When conservatives go Buddhist

When conservatives go Buddhist, you know a change is in the zeitgeist. 

This is not meant as a slam on Republicans. The conservative movement is as necessary as the progressive movement. It is vigorous debate that moves a culture forward.

What I mean is this: When conservatives embrace a progressive idea it then becomes a part of the national character. 
Think civil rights, think women’s suffrage  the right to vote. Once the conservative membership of a country accepts a new principle, the issue is thus settled.
Not all ideas are good ones — think Prohibition — which is why it’s as important to have idea thinker uppers as it is to have wait a darn minute there-ers
For your mental pleasure here is an excerpt from a Yahoo news account about conservative Republican Mark Sanford and meditation:

Between stops around town, Sanford ditched his campaign driver and started hitching rides with reporters. He asked to ride in Yahoo News’ rental car and we zoomed off toward the next event. On the way, I asked him about his unorthodox campaign tactics. After all, Sanford was meeting only a couple people at each stop. The entire exercise seemed grossly inefficient. 
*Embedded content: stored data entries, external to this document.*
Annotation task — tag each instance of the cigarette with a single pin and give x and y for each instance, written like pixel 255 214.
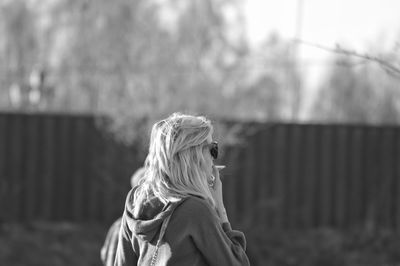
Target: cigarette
pixel 220 167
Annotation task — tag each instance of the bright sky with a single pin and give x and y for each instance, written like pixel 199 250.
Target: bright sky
pixel 363 25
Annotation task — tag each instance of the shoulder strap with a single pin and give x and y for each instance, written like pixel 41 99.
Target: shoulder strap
pixel 162 232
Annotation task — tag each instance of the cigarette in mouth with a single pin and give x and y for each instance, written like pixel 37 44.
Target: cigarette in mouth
pixel 220 167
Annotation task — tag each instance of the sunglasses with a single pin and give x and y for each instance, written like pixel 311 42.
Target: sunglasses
pixel 214 149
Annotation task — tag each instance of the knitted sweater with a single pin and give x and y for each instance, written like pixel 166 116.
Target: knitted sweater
pixel 194 236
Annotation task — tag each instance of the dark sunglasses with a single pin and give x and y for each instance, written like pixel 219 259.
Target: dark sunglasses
pixel 214 149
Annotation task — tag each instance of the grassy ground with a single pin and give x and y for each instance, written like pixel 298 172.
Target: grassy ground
pixel 43 244
pixel 62 244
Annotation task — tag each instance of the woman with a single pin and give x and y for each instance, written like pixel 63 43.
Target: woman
pixel 109 248
pixel 176 215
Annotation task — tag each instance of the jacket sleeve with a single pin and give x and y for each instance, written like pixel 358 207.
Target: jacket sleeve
pixel 219 244
pixel 125 254
pixel 109 248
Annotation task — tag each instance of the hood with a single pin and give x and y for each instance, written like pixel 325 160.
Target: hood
pixel 145 218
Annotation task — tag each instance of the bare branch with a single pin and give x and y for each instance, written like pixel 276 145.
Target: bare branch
pixel 389 68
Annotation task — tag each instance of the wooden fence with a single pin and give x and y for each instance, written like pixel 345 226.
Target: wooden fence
pixel 59 167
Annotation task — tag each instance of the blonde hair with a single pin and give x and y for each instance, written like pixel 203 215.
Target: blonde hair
pixel 175 166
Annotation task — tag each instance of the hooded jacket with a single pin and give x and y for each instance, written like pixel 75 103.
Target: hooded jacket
pixel 194 235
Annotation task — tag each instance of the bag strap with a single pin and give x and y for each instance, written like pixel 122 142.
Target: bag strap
pixel 162 232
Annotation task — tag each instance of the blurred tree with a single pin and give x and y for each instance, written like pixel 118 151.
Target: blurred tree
pixel 265 82
pixel 18 49
pixel 357 94
pixel 139 60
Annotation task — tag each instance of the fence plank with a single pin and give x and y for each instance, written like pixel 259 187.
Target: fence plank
pixel 49 147
pixel 326 174
pixel 311 160
pixel 31 170
pixel 356 176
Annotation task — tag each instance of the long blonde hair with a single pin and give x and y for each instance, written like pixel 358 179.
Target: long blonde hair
pixel 175 165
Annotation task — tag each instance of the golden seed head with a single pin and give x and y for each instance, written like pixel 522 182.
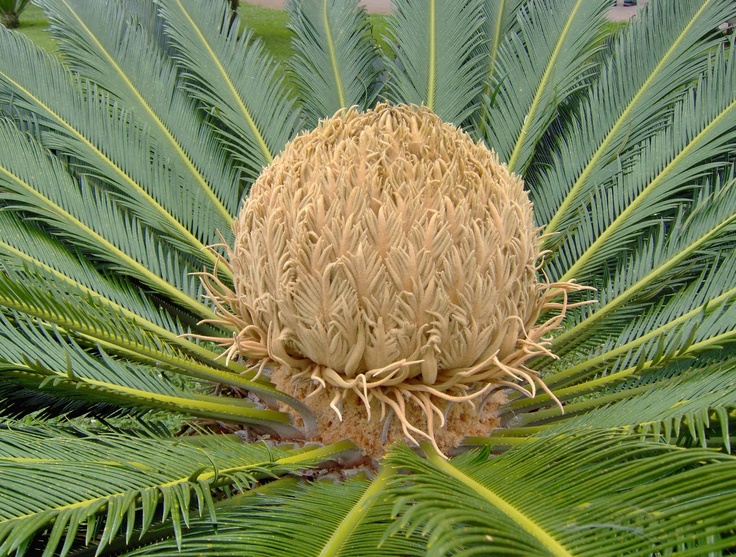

“My view is, bigger the crowd, the fewer the votes,” Sanford said. “If you can just keep moving as an individual and you’re present — I don’t want to sound Buddhist on you — but you’re in the moment. You’re present with them, you actually can have a real conversation. You can talk about issues that they like, what they don’t like, in a way that you can’t if you have a crowd.” 

I asked him about Buddhism. (Let’s face it, it’s not every day that a Southern candidate for national office will drop a Siddhartha Gautama reference in casual conversation.) 

Sanford told me that his interest in Buddhism stretches back three years, to when he retreated to his remote family farm after his term as governor ended — a term marked by scandal over his secretly leaving the country to be with his Argentine mistress, whom he now plans to marry. 

While in exile, Sanford began studying meditation, a practice he continues to this day. 

“A buddy of mine said, ‘Mark, you’re becoming a Buddhist Christian.’ I come from the Christian faith. That’s my faith tradition. But what I do like about Buddhism is the idea of being present,” Sanford said during the car ride. 

“I think that that’s missed in Western culture, where we’re so busy looking a week out, two weeks out, a month out, a year out, and we’re hurried and we’re busy. And I think if there’s any one thing I learned from that year I spent on the farm in the wake of getting out of office and just having a very, very quiet year, is the importance of stillness and quietness. And that extends beyond just the physical location. It extends really into the moment of, are you really with that person or are you thinking of the next thing you’ve got to do? So I do like very much that part of Buddhism. I think it’s right.”

How did you like the sound of that  “you’re becoming a Buddhist Christian.” It’s the cross pollination of cultural memes. To my mind it’s a beautiful (and significant) thing.